Helping the Poor Through Free Markets | Eastern North Carolina Now

Publisher's Note: This post appears here courtesy of the John Locke Foundation. The author of this post is Mitch Kokai.

    Edward Lazear explains at National Review Online that Democratic presidential candidate Joe Biden offers the wrong prescription for helping America's poor.

  • President Trump and former vice president Biden have different visions of the country's future. President Trump, during a recent event in Wisconsin, charged, "Joe Biden is just a Trojan horse for socialism." Although it is unlikely that a President Biden would turn the U.S. into a socialist state, Mr. Biden has made it all too credible that he will move the country leftward if elected president. He stated in early July, "It's way past time to put an end to the era of shareholder capitalism." He chose as his running mate Kamala Harris, who has the most liberal voting record in the Senate.
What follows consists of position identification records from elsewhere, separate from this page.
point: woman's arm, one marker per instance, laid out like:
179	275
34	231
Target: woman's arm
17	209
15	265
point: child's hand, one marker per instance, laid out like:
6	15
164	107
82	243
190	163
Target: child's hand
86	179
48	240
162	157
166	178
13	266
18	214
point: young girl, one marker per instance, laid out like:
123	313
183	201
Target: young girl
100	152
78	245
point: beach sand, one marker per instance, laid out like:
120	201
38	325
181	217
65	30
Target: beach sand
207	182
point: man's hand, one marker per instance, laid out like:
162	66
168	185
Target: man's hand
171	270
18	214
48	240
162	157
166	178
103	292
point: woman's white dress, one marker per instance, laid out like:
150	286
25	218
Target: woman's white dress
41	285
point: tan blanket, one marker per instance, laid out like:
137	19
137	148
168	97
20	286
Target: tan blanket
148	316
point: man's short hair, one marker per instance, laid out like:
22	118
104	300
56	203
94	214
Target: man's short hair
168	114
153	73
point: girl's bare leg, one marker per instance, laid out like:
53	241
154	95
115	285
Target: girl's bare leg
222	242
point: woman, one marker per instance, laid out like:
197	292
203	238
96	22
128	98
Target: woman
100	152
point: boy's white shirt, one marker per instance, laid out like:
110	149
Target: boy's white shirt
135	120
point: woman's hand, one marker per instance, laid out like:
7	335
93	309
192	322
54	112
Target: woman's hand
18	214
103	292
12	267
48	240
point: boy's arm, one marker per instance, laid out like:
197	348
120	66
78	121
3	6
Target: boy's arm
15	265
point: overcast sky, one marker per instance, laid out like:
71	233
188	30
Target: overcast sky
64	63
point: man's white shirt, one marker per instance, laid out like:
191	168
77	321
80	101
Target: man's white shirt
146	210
He joined with self-declared socialist Bernie Sanders to issue "Unity Task Force Recommendations," which Mr. Sanders describes by saying, "If those task force proposals are implemented, you know what, Joe Biden will become the most progressive president since Franklin Delano Roosevelt." Who would benefit from the more progressive agenda that is suggested by Mr. Biden's actions and words?
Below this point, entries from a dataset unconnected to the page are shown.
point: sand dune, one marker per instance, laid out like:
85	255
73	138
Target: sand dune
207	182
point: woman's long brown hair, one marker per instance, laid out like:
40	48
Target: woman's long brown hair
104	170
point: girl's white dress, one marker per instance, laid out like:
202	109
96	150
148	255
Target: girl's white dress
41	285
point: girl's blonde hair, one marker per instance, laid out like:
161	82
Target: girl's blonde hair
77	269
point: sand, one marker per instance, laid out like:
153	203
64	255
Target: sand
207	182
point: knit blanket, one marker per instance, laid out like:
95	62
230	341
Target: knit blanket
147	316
  • Advocates of free-market capitalism extol the growth that the system produces and its freedom of choice over work and consumption. Detractors protest that capitalism is harsh and leaves too many behind. The market ignores hardships that afflict normal people through no fault of their own.
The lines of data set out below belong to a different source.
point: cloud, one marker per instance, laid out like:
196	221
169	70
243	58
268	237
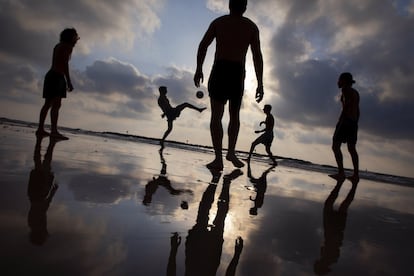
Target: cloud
320	39
32	27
  • The issue is primarily an empirical one. Do market economies grow faster than those with a heavier governmental footprint, and if so, do the poor benefit sufficiently as those economies grow? My recent research suggests that market economies generate substantially higher living standards for the poor than do government-dominated systems A country's lowest earners fare best when markets are allowed to work, when the means of production are privately owned, and when government's role in economic activity is limited.